La France et l’Allemagne se disputent de manière feutrée au sujet du projet de gazoduc Nord Stream 2. Paris voit d’un mauvais œil la construction d’un tube gazier reliant directement la Russie à l’Allemagne via la mer Baltique. La France craint une dépendance européenne trop forte au gaz russe et se positionne aujourd’hui au niveau européen pour rendre le projet plus difficile. En effet, l’exécutif français soutient la révision d’une directive portant sur le gaz et qui empêcherait le russe Gazprom d’être à la fois le producteur et le propriétaire du gaz exporté en Allemagne.
L’Allemagne au cœur du système gazier européen ?
Les relations entre l’Union européenne et la Russie sont très difficiles depuis plusieurs années. Les deux entités jouent au jeu des sanctions et contre-sanctions, mais les intérêts énergétiques ne sont pas (encore ?) remis en cause.
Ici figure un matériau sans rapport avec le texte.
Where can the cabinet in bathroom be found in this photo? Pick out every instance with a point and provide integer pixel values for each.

La Russie livre toujours gaz et pétrole à des pays européens plus ou moins dépendants du grand voisin russe. Berlin et Moscou se sont même engagés dans une intensification de leur partenariat avec le projet de gazoduc Nord Stream 2. Ce dernier doit permettre de livrer pas moins de 55 milliards de m3 de gaz chaque année à compter de 2020, soit 11 % de la consommation annuelle européenne.
L’enjeu est énorme – le projet est estimé à 9,5 milliards d’euros – et dépasse même le simple cadre d’un partenariat énergétique. En effet, le Nord Stream 2 viendrait doubler les capacités du gazoduc Nord Stream 1. Ce gazoduc représente lui aussi 11 % de la consommation européenne. Par ailleurs, il viendrait concurrencer les autres infrastructures sur le continent, un coup dure donc pour l’Ukraine qui engrange 3 milliards d’euros par an grâce aux redevances. Le contrat avec l’Ukraine se termine en 2019, et celui avec la Pologne en 2022. C’est d’ailleurs parce que le gazoduc Nord Stream 2 ne transite par aucun pays que Paris et d’autres pays européens se montrent réticents au projet. Il renforcerait trop la place de l’Allemagne – déjà première économie du continent – et en ferait le cœur du système gazier européen.
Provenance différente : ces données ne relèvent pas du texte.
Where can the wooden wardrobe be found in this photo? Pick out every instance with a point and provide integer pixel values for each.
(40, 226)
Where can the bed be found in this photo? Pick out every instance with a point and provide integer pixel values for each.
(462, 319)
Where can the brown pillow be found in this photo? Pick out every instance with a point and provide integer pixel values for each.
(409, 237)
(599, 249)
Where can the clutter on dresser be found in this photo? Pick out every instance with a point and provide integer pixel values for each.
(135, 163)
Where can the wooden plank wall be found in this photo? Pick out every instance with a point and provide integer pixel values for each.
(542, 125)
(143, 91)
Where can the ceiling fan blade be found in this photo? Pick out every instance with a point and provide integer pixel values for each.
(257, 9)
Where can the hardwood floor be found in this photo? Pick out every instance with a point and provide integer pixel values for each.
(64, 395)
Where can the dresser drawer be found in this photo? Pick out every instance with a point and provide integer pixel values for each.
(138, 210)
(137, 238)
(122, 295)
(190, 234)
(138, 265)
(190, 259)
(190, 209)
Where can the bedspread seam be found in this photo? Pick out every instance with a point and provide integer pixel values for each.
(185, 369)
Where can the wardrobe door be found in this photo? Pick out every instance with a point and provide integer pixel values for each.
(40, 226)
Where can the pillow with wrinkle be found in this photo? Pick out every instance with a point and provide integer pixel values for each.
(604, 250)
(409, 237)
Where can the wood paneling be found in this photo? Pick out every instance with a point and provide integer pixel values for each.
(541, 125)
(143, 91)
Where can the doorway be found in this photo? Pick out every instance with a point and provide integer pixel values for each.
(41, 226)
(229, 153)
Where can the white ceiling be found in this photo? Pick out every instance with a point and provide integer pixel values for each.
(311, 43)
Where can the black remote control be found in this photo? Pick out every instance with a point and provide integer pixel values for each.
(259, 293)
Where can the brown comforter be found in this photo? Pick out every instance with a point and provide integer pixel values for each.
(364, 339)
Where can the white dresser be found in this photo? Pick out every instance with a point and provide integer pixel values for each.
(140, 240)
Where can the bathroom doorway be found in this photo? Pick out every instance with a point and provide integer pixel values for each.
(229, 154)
Des intérêts divergents au-delà de l’UE
Afin de contrer ce projet déjà en cours de réalisation (400 kilomètres de gazoduc sont d’ores et déjà installés), la France va soutenir la révision de la directive gaz qui interdit au producteur de gaz d’être également le propriétaire du gazoduc par lequel il transite. Une interdiction qui s’applique aux gazoducs internes à l’UE et qui vaudrait également pour ceux de pays tiers si la révision de la directive était adoptée. Un coup dur en perspective pour Gazprom qui possède 50 % du gazoduc. Le gazier russe est en partenariat avec cinq compagnies européennes qui détiennent chacune 10 % : les Allemands Uniper et Wintershall, l’Autrichien OMV, l’anglo-néerlandais Shell et le Français Engie.
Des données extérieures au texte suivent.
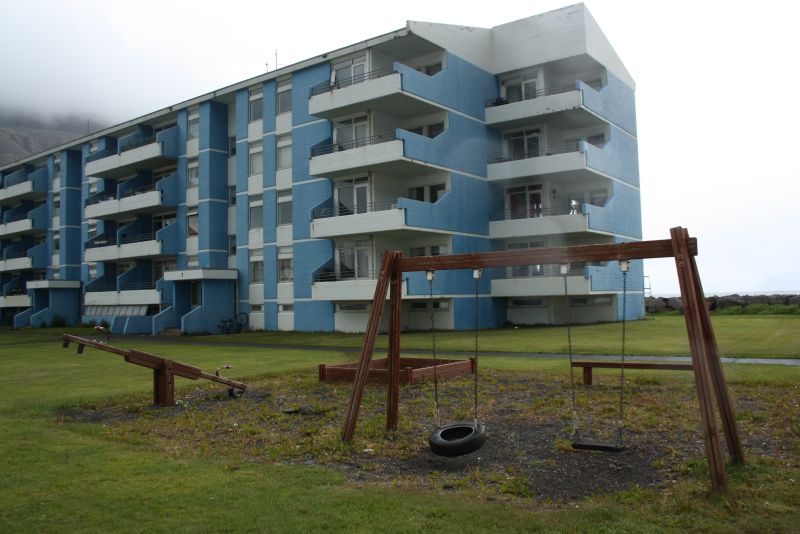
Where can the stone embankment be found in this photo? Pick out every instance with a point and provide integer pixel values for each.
(660, 304)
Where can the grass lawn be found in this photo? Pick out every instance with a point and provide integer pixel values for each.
(142, 469)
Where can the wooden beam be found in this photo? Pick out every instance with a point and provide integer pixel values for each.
(691, 304)
(545, 256)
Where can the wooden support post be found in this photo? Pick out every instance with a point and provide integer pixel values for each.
(393, 390)
(691, 305)
(724, 404)
(164, 385)
(382, 285)
(587, 376)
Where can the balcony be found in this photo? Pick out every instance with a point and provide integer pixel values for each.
(121, 294)
(144, 153)
(358, 155)
(569, 106)
(566, 158)
(23, 186)
(144, 199)
(164, 242)
(381, 90)
(21, 221)
(342, 286)
(342, 221)
(16, 258)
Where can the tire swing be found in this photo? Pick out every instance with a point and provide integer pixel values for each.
(463, 437)
(577, 441)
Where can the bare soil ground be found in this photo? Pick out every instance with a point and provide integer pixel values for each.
(292, 418)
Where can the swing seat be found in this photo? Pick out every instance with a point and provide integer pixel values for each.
(457, 439)
(589, 446)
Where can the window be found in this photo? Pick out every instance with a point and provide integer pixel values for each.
(193, 131)
(285, 264)
(350, 133)
(524, 201)
(256, 158)
(192, 223)
(349, 71)
(521, 87)
(522, 144)
(351, 196)
(257, 271)
(353, 259)
(283, 99)
(256, 212)
(436, 192)
(284, 159)
(284, 207)
(196, 289)
(193, 173)
(256, 112)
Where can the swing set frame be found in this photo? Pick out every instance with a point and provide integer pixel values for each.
(710, 384)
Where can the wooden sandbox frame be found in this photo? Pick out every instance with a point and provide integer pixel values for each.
(412, 370)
Paris craint d’ailleurs pour Engie dans la mesure où le porte-parole de l’ambassade américaine à Berlin a affirmé que « toutes les entreprises impliquées dans le secteur des gazoducs d’exportation de l’énergie russe s’exposent à des sanctions » dans le cadre d’une loi américaine (CAATSA, The Countering America’s Adversaries Through Sanctions) qui vise notamment la Russie. La position américaine n’est pas que politique, car Washington entend barrer la route européenne au gaz russe pour mieux exporter son gaz de schiste. L’Allemagne a d’ailleurs récemment annoncé son intention de construire un nouveau terminal méthanier pour l’importation du GNL. Le gazoduc Nord Stream 2 reste donc incertain et ce sont les jeux de pressions et d’influences qui dessineront la carte gazière de l’Europe de demain.